A 3ª Turma do Superior Tribunal de Justiça, por unanimidade, considerou que não é abusiva a cláusula de contrato de proteção patrimonial mutualista que prevê o prazo de até 90 dias úteis para o pagamento de indenização ao participante.
Para o colegiado, embora o Código de Defesa do Consumidor possa ser aplicado nesses contratos, a falta de regulamentação específica da Superintendência de Seguros Privados (Susep) e a previsão contratual expressa impõem a aceitação daquilo que foi pactuado livremente.
Os contratos de proteção patrimonial mutualista são acordos em que os associados compartilham entre si os prejuízos causados aos bens cadastrados, sem a transferência do risco para uma seguradora.
O caso em julgamento envolvia um contrato de proteção veicular firmado entre um associado e uma cooperativa de transportes do estado de Goiás.

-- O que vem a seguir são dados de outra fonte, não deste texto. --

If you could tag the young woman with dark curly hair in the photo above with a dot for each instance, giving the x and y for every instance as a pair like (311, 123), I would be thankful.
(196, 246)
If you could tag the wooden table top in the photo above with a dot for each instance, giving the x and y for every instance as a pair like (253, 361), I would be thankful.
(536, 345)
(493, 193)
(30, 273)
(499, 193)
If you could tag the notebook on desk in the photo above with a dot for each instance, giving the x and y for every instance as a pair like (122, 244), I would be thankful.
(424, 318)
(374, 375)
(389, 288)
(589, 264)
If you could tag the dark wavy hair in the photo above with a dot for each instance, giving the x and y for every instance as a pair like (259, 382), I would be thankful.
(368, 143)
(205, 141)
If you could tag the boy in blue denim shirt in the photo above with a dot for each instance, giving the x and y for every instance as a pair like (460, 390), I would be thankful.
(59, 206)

Após o roubo do bem, a vítima entrou na Justiça pedindo reparação dos prejuízos que teriam sido causados pela demora da cooperativa para pagar a indenização. Ela disse ter contratado um seguro veicular e exigiu a aplicação do CDC e das regras da Susep para invalidar o prazo de pagamento previsto no contrato e assegurar a cobertura integral dos danos.
O Tribunal de Justiça de Santa Catarina entendeu que, embora o contrato tenha características semelhantes às de um seguro tradicional, a proteção patrimonial contratada no caso não se sujeitaria às normas do CDC nem às do Direito Securitário.